Under President Donald Trump, renewal of the Strategic Arms Reduction Treaty between Moscow and Washington set to expire soon seemed an impossible task.
One of the most important changes in U.S. foreign policy under President Joe Biden will concern nuclear weapons and where it fits into a policy of negotiation and dialogue that advocates for multilateralism in a multipolar world. That is why the announcement about trying to reestablish the nuclear dialogue with Moscow coming among the new administration’s first initiatives. More than 90% of the world’s nuclear bombs are housed in Russia or stockpiled in the United States; and there are the other nuclear powers of France, China, the U.K., Pakistan, Indian, Israel and North Korea. It is estimated that a global nuclear conflict would be apocalyptic due to the existence of a combined nuclear potential that could destroy the planet many times over.
Over the course of the last 75 years, the doctrine of “mutually assured destruction” has held firm and countries have avoided launching missiles and atomic bombs despite numerous international crises. At one point, President John F. Kennedy signaled in an intervention in the United Nations that with atomic weapons, “[E]very man, woman and child lives under a nuclear sword of Damocles, hanging by the slenderest of threads, capable of being cut at any moment by accident or miscalculation or by madness.” He continued by urging that “[T]he weapons of war must be abolished before they abolish us.” Last week, U.N. Secretary-General Antonio Guterres publicly announced the enactment of the Treaty on the Prohibition of Nuclear Weapons, approved by the U.N. in 2017, imposing legal obligations on those countries who sign and ratify it, in addition to moral and political obligations on the nuclear powers that are not currently signatories to the treaty.
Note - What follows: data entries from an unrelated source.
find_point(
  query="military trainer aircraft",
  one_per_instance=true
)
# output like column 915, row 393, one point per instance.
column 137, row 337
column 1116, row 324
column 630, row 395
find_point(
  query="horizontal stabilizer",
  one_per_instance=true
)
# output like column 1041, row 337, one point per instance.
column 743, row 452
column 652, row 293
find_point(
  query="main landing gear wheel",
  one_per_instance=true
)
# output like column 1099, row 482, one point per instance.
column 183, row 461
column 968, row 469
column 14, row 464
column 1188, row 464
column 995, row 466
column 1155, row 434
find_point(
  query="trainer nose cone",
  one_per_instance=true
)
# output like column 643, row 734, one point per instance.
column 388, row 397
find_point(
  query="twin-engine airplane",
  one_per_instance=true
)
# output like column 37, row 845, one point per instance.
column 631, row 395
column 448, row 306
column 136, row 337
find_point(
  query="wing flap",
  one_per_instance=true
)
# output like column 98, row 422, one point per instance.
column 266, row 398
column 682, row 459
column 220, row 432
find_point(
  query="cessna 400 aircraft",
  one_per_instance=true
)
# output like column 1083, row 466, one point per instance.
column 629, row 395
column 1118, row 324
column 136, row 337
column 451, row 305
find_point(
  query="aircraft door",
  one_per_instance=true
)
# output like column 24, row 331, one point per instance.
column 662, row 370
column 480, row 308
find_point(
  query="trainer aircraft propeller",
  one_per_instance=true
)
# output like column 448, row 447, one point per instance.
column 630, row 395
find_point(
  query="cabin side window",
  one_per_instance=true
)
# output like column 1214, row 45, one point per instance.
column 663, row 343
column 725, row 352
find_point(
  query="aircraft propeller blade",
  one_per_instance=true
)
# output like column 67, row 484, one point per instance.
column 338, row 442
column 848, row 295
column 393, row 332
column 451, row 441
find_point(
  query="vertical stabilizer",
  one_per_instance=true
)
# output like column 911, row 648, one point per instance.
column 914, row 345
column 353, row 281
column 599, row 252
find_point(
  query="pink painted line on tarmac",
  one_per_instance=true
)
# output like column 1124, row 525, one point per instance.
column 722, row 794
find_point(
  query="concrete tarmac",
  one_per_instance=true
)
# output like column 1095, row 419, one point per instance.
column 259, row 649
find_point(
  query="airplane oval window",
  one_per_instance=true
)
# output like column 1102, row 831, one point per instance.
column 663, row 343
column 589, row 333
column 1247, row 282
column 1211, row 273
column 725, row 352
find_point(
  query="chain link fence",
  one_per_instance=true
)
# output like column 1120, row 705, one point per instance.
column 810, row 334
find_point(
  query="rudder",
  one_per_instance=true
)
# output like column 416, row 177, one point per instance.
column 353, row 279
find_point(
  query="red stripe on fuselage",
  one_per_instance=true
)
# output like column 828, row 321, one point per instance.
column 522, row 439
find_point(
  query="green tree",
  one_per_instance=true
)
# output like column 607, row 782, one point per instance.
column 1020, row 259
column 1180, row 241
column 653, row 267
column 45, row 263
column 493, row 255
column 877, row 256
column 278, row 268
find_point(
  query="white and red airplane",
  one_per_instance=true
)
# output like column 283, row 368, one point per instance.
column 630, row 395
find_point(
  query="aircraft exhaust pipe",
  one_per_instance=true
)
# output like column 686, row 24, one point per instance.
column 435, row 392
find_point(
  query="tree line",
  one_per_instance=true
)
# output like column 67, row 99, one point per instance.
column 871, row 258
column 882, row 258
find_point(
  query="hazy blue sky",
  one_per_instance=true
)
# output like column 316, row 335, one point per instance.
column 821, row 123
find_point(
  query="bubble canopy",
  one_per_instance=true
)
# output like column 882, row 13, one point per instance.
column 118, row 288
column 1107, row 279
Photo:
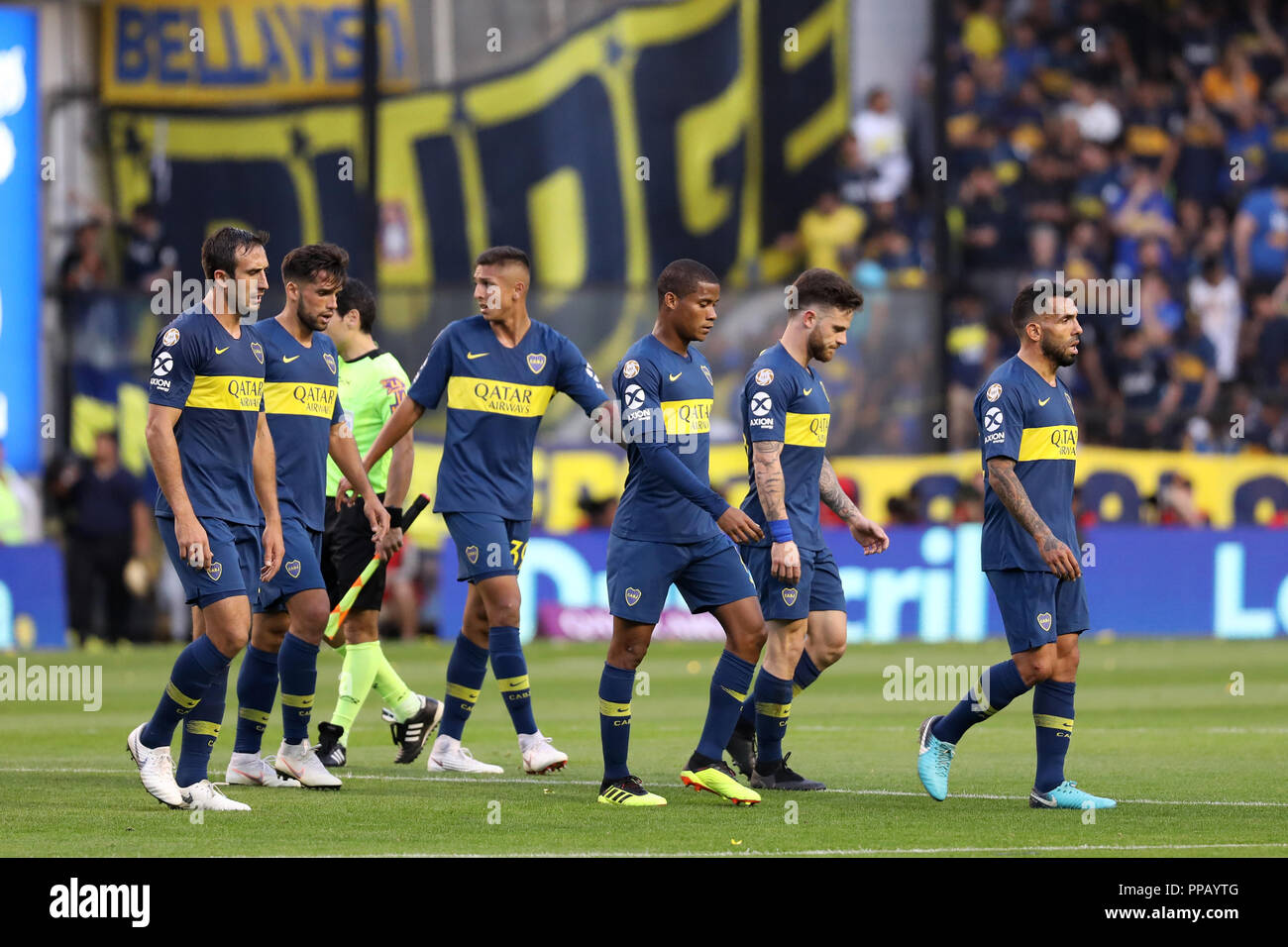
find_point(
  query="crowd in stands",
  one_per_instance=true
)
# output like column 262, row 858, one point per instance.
column 1136, row 142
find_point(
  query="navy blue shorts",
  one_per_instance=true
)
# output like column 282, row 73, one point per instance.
column 1038, row 605
column 301, row 567
column 640, row 575
column 487, row 545
column 818, row 590
column 235, row 571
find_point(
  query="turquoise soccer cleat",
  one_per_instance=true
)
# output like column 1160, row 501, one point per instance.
column 1067, row 795
column 934, row 758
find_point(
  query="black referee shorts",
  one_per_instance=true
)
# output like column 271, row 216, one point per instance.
column 347, row 548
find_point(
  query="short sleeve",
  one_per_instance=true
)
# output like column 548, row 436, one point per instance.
column 578, row 379
column 175, row 359
column 1001, row 420
column 764, row 405
column 430, row 381
column 394, row 386
column 638, row 384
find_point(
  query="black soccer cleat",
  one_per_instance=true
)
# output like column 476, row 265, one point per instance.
column 410, row 737
column 742, row 746
column 782, row 777
column 330, row 750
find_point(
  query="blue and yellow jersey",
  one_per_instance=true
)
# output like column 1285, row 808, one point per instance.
column 1022, row 418
column 496, row 397
column 301, row 401
column 218, row 381
column 666, row 405
column 785, row 401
Unfortunately, countries with nuclear capability and members of NATO have remained on the sidelines. This international treaty establishes the obligation to neither develop, acquire, store, use or threaten to use nuclear weapons. It is an important step in the aim of achieving world peace and security. On the American continent, through an initiative proposed by the countries in Latin America and the Caribbean in the aftermath of the events of the Cuban Missile Crisis, which could have triggered a third world war, the countries involved signed the “Treaty for the Prohibition of Nuclear Weapons in Latin America and the Caribbean” in the Mexican Chancellery. This is why it is known as the Treaty of Tlatelolco, signed on Feb. 14, 1969, which became effective on April 25 that year.
When I served as an adviser in the Venezuelan embassy in Mexico, we shared a working environment with the intellectual author of this treaty, the university professor and Mexican diplomat Alfonso Garcia Robles. Our embassy followed the work of the Agency for the Prohibition of Nuclear Weapons in Latin America and the Caribbean. This allowed Latin America to become the only region on the planet where atoms must be used only for peaceful ends, imposing obligations on nuclear powers on our continent with intentions to turn atoms into weapons.
In nuclear geopolitics, Moscow and Washington must make the important decisions, as they share an estimated 7,000 warheads. Meanwhile, China, France and the United Kingdom have a total of around 300 warheads, there are 150 between Pakistan and India, 80 in Israel and a dozen or so in North Korea. Experts calculate that countries have reduced the size of their nuclear stockpiles since the fall of the Berlin Wall. However, with the Donald Trump presidency and his “hard policy,” many chancelleries around the world reconsidered revising their nuclear commitments with respect to national and international policy under the pretext of a need to carry out modernization projects in addition to vertical proliferation. There were at least two contributing factors to this: First, the U.S. withdrawal from the Intermediate-Range Nuclear Forces Treaty on Feb. 1, 2019, and the immediate response by Russia, abandoning it a day later; and second, the termination of dialogue and nuclear compromise with Iran achieved by former President Barack Obama, in addition to the agreement between the five members of the U.N. Security Council plus Germany.
With President Trump, the renewal of the Strategic Arms Reduction Treaty between Moscow and Washington, set to expire on Feb. 5, seemed an impossible task. The new approach by the White House with President Joe Biden’s announcement that he wants to extend the nuclear treaty signed in 2010 by his Democrat predecessor and then Russian President Dmitry Medvedev, received an immediate and positive response from the Kremlin. Both President Vladimir Putin and his ambassadors in New York at the U.N., and in Vienna, headquarters of the International Atomic Energy Agency, showed a willingness to extend the treaty, recognizing the positive change in U.S. nuclear diplomacy and agreeing with both governments on the compromise that has resulted from compliance with the U.N. Charter in the areas of peace and international security.
These aspects of international relations and the new post-pandemic order herald a new orientation in national and foreign policy for all countries, according to their allies around the world.